Marilyn Churley is a former Toronto City Councillor and former Member of Provincial Parliament. She has served as the Deputy Leader of the Ontario New Democratic Party and was the Ontario Legislature’s first female Deputy Speaker. She has been referred to as the mother of adoption disclosure reform in Ontario.
Jacques Claessens was born in Belgium and traveled and worked across Africa for over thirty years. Between 1980 and 2010 he assessed the impact of international development projects in Burkina Faso on behalf the United Nations Development Programme (UNDP) and eventually settled in Canada.
Robert Clarke, of Peterborough, Ontario, is a long-time BTL editor and member of the collective.
John Clarke has been involved in anti-poverty struggles since he helped to form a union of unemployed workers in London, Ontario, in 1983. He is a founding member of the Ontario Coalition Against Poverty (OCAP) and worked as one of its organizers from 1990 to 2019. He is currently the Packer Visitor in Social Justice at York University in Toronto.
Alexa Conradi is an award-winning author, speaker, trainer, and feminist activist. From 2006 to 2009 she served as the first elected president of Québec solidaire and from 2009 to 2015 she was president of Canada’s largest feminist organisation, the Fédération des femmes du Québec.
Rosemary Cornell has been an activist for nature conservation and regeneration since childhood as she watched in consternation and grief as the forest surrounding her home was converted into a housing subdivision. Speaking the uncomfortable truth is a value engrained into her by the religious community within which she was raised. She was a professor of Molecular Biology and Biochemistry at Simon Fraser University on Burnaby Mountain for 33 years, and for eight years, collaborated in research with co-editor Adrienne Drobnies. She lives in a wonderful neighborhood on the territories of the Musqueam, Squamish, and Tsleil-Waututh, and has two inspiring adult children, whose future is her prime concern.

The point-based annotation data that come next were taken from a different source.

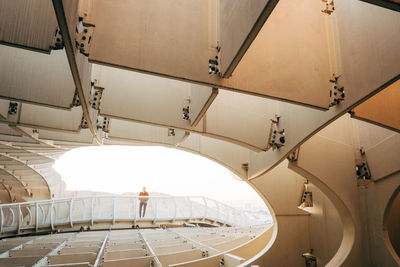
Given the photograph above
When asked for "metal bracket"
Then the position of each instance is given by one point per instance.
(213, 64)
(57, 42)
(329, 7)
(336, 92)
(12, 108)
(362, 169)
(103, 123)
(185, 113)
(276, 137)
(171, 132)
(294, 155)
(84, 124)
(306, 198)
(84, 37)
(95, 96)
(76, 102)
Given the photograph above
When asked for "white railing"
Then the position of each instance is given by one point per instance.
(49, 214)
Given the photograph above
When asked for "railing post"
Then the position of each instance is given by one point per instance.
(2, 220)
(134, 211)
(91, 211)
(19, 218)
(155, 209)
(70, 212)
(191, 209)
(51, 215)
(205, 208)
(37, 216)
(113, 221)
(216, 217)
(173, 219)
(13, 216)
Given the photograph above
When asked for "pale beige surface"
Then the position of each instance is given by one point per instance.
(26, 23)
(382, 108)
(358, 41)
(393, 224)
(271, 66)
(35, 77)
(236, 19)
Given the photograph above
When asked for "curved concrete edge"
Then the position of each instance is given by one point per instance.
(349, 233)
(246, 250)
(389, 245)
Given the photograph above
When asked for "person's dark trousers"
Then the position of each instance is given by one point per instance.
(142, 206)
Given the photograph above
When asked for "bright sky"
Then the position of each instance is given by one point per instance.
(121, 169)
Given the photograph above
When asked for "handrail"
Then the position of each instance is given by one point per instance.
(85, 211)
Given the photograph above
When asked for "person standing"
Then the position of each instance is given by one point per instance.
(143, 198)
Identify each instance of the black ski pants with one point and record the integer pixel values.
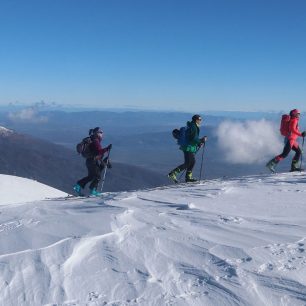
(286, 151)
(94, 174)
(189, 162)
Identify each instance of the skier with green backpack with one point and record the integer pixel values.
(91, 149)
(189, 142)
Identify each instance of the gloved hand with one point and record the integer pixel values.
(107, 163)
(203, 139)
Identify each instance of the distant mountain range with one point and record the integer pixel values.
(60, 167)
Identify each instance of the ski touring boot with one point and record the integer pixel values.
(189, 178)
(295, 167)
(271, 165)
(95, 193)
(172, 175)
(78, 189)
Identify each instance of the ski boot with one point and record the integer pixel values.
(78, 189)
(189, 178)
(172, 175)
(295, 167)
(95, 193)
(271, 165)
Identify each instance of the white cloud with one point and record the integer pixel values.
(29, 114)
(249, 142)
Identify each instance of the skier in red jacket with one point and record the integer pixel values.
(290, 144)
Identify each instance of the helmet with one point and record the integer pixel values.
(96, 132)
(294, 113)
(196, 117)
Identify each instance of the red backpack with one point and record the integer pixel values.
(284, 127)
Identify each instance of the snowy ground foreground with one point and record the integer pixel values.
(221, 242)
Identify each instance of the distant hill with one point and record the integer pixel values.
(60, 167)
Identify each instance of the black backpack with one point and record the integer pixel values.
(83, 148)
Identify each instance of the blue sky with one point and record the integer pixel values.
(163, 54)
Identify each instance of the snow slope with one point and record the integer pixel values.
(221, 242)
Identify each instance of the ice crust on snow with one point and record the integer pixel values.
(221, 242)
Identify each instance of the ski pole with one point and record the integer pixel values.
(104, 174)
(202, 161)
(302, 154)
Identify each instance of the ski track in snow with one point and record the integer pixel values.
(213, 243)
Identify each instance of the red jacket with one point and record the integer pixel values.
(294, 131)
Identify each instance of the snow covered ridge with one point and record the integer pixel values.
(5, 132)
(221, 242)
(15, 190)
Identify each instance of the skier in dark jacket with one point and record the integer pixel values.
(94, 164)
(189, 150)
(290, 144)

Pamela Cross is a feminist lawyer who works in the gender-based-violence movement. Pamela brings an intersectional feminist analysis to her work as a researcher, writer, and educator, which is focused on the intersections between gender-based violence, and particularly intimate partner violence, and Canadian legal systems. She has worked with a wide range of women’s equality and gender-based-violence organizations across Canada, sits on Ontario’s Domestic Violence Death Review Committee, and is a frequent media commentator on these issues. Pamela has a long history as a political activist, for which she boasts a healthy criminal record. She lives in Kingston, Ontario with her partner and their cat.
CATHY CROWE is a street-nurse in downtown Toronto and has worked in the area of homelessness for over seventeen years. Along with colleagues, she co-founded the Toronto Disaster Relief Committee (TDRC), which in 1998 declared homelessness a national disaster. Cathy is a current recipient of the Atkinson Charitable Foundation’s Economic Justice Award.